If "we" means himself and a few senior conscience-cauterised Cabinet members he may be right. Otherwise, he's wrong. Politicians, NGOs and churches distressed at reports of brutality, evictions and killings are backing the Free Papua movement, well-embedded in Australia.  

Indonesian human rights activist and lawyer Veronica Koman lives in Oz though she's wanted in her homeland for alleged incitement and spreading of fake news online about West Papua.

Jakarta took over West Papua from the Dutch after a staged referendum in 1969 when the hand-picked local ‘leaders’ voted unanimously to accept Indonesian control.

Since then the issue of independence has bubbled along more like a hot spring than the cool pool of Marles’ rhetoric, at times erupting into heated confrontations. In 2006 then PM John Howard turned up the heat by giving 43 asylum seekers from West Papua refugee status.

Seven years later the Australian Signals Directorate clumsily bugged the private phones of Australophile President Susilo Bambang Yudhoyono and his late wife Ani. The couple and their country were furious.

In 2017, Indonesia parked military cooperation following an alleged mocking of  the national ideology of Pancasila by an Australian language teacher.

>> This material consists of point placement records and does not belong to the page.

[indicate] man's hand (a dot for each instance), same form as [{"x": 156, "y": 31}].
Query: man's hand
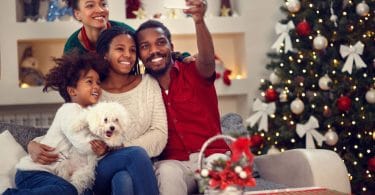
[
  {"x": 197, "y": 9},
  {"x": 99, "y": 147},
  {"x": 41, "y": 153}
]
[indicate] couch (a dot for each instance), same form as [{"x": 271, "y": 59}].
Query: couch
[{"x": 293, "y": 168}]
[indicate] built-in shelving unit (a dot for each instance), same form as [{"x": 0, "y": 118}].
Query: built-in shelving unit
[{"x": 47, "y": 40}]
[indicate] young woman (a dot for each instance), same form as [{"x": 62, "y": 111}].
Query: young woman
[
  {"x": 77, "y": 80},
  {"x": 140, "y": 94},
  {"x": 93, "y": 14}
]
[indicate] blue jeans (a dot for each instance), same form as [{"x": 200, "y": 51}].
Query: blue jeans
[
  {"x": 119, "y": 169},
  {"x": 40, "y": 183}
]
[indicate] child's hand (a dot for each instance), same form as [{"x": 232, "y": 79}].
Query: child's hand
[
  {"x": 41, "y": 153},
  {"x": 99, "y": 147}
]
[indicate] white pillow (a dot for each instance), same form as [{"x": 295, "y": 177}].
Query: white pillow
[{"x": 10, "y": 153}]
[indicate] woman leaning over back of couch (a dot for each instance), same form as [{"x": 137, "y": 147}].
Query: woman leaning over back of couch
[{"x": 93, "y": 14}]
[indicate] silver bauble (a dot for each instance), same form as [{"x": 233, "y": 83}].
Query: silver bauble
[
  {"x": 274, "y": 78},
  {"x": 324, "y": 82},
  {"x": 331, "y": 138},
  {"x": 362, "y": 9},
  {"x": 320, "y": 42},
  {"x": 293, "y": 5},
  {"x": 297, "y": 106},
  {"x": 370, "y": 96}
]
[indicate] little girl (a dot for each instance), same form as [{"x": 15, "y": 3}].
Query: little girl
[{"x": 77, "y": 80}]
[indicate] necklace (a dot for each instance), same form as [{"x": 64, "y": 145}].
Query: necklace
[{"x": 85, "y": 39}]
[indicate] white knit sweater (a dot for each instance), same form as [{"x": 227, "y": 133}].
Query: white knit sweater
[{"x": 146, "y": 108}]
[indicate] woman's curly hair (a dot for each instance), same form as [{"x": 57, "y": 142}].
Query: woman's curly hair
[
  {"x": 70, "y": 67},
  {"x": 72, "y": 3}
]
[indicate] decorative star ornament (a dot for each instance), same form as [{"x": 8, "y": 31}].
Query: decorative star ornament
[
  {"x": 225, "y": 11},
  {"x": 140, "y": 13}
]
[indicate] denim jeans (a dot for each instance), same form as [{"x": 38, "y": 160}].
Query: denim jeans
[
  {"x": 40, "y": 183},
  {"x": 113, "y": 171}
]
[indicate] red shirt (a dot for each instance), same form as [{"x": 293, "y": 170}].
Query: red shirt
[{"x": 192, "y": 112}]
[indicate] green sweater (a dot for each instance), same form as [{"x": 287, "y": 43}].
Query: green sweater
[{"x": 73, "y": 41}]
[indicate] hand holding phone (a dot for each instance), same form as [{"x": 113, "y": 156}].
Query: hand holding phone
[{"x": 175, "y": 4}]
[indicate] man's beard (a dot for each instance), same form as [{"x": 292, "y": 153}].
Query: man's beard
[{"x": 159, "y": 72}]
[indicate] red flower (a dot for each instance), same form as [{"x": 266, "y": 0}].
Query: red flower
[{"x": 241, "y": 146}]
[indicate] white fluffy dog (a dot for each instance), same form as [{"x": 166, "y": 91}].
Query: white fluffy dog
[{"x": 107, "y": 121}]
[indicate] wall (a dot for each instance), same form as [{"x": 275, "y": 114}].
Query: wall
[{"x": 261, "y": 15}]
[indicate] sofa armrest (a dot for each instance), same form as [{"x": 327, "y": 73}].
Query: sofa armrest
[
  {"x": 305, "y": 168},
  {"x": 23, "y": 134}
]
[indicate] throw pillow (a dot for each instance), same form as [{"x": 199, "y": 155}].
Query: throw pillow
[{"x": 10, "y": 152}]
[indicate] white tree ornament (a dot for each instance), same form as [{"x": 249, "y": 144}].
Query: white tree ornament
[
  {"x": 283, "y": 31},
  {"x": 352, "y": 53},
  {"x": 309, "y": 130},
  {"x": 262, "y": 112}
]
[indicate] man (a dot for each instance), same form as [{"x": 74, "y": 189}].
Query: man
[{"x": 190, "y": 99}]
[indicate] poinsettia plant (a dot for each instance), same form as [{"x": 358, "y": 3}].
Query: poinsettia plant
[{"x": 234, "y": 171}]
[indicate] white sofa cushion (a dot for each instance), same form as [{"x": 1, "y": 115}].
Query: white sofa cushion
[{"x": 10, "y": 152}]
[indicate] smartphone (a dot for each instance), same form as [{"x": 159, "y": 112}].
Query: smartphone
[{"x": 175, "y": 4}]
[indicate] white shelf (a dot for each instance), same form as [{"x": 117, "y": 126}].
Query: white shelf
[{"x": 230, "y": 34}]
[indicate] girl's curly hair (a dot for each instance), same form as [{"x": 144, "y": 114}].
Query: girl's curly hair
[{"x": 70, "y": 67}]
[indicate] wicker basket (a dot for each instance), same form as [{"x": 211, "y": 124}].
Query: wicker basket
[{"x": 231, "y": 189}]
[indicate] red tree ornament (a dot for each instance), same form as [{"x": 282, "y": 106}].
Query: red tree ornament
[
  {"x": 344, "y": 103},
  {"x": 303, "y": 28},
  {"x": 271, "y": 95},
  {"x": 256, "y": 140},
  {"x": 371, "y": 164}
]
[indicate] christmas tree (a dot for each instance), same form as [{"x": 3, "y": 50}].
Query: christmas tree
[{"x": 321, "y": 89}]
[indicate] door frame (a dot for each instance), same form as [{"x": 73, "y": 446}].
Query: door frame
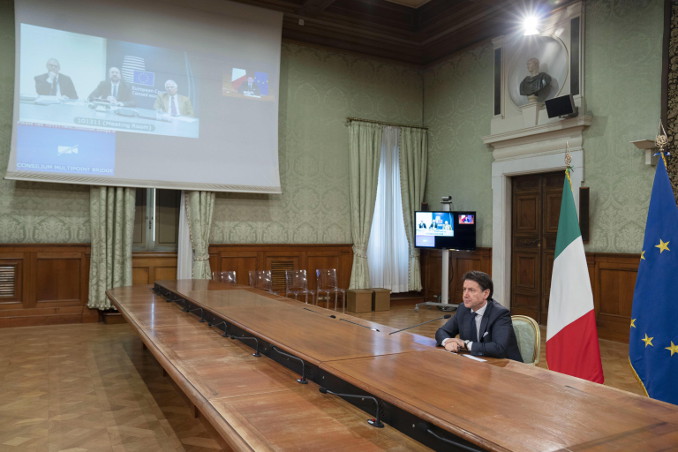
[{"x": 502, "y": 171}]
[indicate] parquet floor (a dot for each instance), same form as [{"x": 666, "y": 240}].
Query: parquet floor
[{"x": 92, "y": 387}]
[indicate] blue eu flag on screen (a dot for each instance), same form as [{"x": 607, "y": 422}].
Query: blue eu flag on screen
[
  {"x": 144, "y": 78},
  {"x": 653, "y": 342}
]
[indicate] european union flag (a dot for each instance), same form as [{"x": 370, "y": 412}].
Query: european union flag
[{"x": 653, "y": 342}]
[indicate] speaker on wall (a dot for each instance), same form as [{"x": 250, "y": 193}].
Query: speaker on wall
[{"x": 562, "y": 106}]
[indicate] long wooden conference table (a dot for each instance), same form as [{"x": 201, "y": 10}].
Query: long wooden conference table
[{"x": 424, "y": 396}]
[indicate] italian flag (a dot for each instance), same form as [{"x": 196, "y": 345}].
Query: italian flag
[{"x": 571, "y": 336}]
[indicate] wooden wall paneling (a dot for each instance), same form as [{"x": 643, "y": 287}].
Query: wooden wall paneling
[
  {"x": 278, "y": 263},
  {"x": 58, "y": 279},
  {"x": 150, "y": 267},
  {"x": 11, "y": 280},
  {"x": 615, "y": 277},
  {"x": 50, "y": 284},
  {"x": 242, "y": 262}
]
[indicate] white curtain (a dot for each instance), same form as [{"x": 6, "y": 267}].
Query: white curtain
[
  {"x": 184, "y": 248},
  {"x": 112, "y": 223},
  {"x": 364, "y": 150},
  {"x": 200, "y": 206},
  {"x": 388, "y": 249}
]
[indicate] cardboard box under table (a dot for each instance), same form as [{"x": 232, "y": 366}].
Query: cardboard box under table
[
  {"x": 359, "y": 300},
  {"x": 381, "y": 300}
]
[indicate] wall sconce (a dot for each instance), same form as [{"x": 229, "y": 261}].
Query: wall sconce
[{"x": 650, "y": 148}]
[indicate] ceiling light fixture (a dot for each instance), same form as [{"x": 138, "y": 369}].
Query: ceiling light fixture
[{"x": 531, "y": 25}]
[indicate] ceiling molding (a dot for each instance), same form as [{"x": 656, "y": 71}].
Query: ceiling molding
[{"x": 420, "y": 33}]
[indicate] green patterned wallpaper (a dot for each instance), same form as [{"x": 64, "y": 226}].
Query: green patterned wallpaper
[
  {"x": 623, "y": 89},
  {"x": 623, "y": 58},
  {"x": 321, "y": 87},
  {"x": 33, "y": 212}
]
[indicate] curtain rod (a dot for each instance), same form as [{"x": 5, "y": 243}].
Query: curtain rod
[{"x": 349, "y": 119}]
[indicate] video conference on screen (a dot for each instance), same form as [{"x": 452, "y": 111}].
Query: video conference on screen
[
  {"x": 443, "y": 229},
  {"x": 124, "y": 93},
  {"x": 145, "y": 73}
]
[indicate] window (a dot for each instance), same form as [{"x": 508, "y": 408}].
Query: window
[{"x": 156, "y": 219}]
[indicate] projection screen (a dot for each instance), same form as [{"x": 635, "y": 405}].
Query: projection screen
[{"x": 147, "y": 94}]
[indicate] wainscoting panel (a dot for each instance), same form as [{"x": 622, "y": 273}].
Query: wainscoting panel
[
  {"x": 279, "y": 258},
  {"x": 150, "y": 267},
  {"x": 44, "y": 284}
]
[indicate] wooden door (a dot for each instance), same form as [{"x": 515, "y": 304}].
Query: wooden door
[{"x": 534, "y": 225}]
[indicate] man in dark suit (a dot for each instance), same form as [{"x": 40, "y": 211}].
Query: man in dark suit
[
  {"x": 53, "y": 83},
  {"x": 249, "y": 87},
  {"x": 484, "y": 326},
  {"x": 171, "y": 103},
  {"x": 115, "y": 90}
]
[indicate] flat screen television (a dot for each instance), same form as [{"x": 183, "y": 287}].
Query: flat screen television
[{"x": 445, "y": 230}]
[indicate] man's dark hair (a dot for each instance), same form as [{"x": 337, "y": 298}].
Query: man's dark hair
[{"x": 483, "y": 280}]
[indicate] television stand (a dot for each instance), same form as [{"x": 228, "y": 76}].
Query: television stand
[{"x": 444, "y": 304}]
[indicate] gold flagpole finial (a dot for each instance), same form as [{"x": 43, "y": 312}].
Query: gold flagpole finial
[
  {"x": 662, "y": 141},
  {"x": 568, "y": 162}
]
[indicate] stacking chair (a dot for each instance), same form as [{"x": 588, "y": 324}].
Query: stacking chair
[
  {"x": 261, "y": 279},
  {"x": 296, "y": 285},
  {"x": 327, "y": 287},
  {"x": 227, "y": 277},
  {"x": 528, "y": 336}
]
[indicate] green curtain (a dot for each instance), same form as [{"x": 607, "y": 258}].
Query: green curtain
[
  {"x": 413, "y": 167},
  {"x": 199, "y": 209},
  {"x": 112, "y": 222},
  {"x": 364, "y": 158}
]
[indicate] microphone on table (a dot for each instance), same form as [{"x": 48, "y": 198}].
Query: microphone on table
[
  {"x": 446, "y": 316},
  {"x": 364, "y": 326}
]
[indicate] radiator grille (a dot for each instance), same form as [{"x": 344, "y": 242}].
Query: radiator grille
[
  {"x": 7, "y": 281},
  {"x": 278, "y": 274}
]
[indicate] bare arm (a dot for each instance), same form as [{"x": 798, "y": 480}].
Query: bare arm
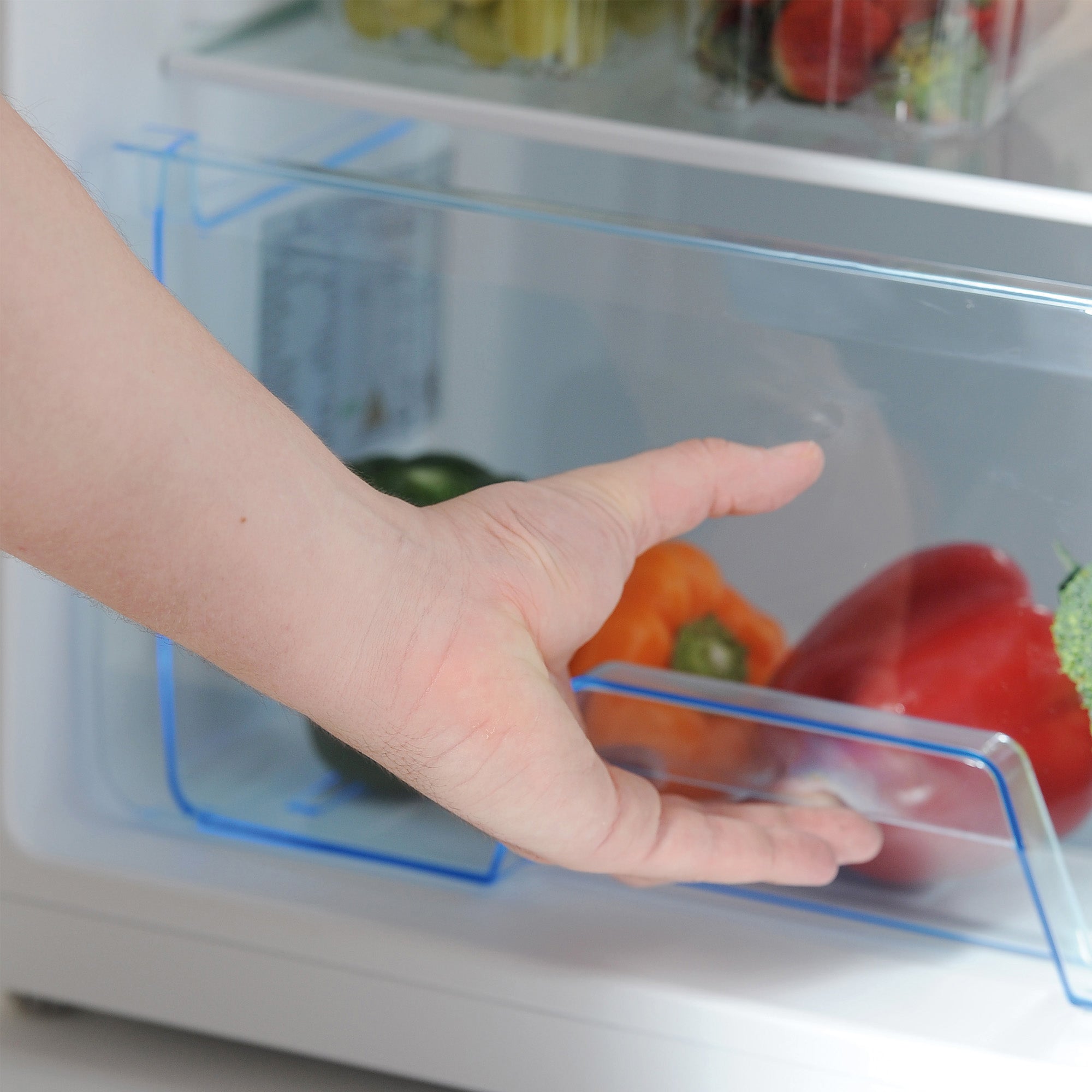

Last year a US-dominated multi-nation defence exercise dubbed Super Garuda Shield was held, prompting this comment from China:

“The US needs to earnestly respect regional countries’ effort to uphold peace and stability … stop meddling in South China Sea issues, stop sowing discords and creating trouble.”

The real challenge is bringing the people on both sides of the Arafura Sea closer and less distrustful.  Not so easy when the tip of a Tomahawk missile looms just over the horizon.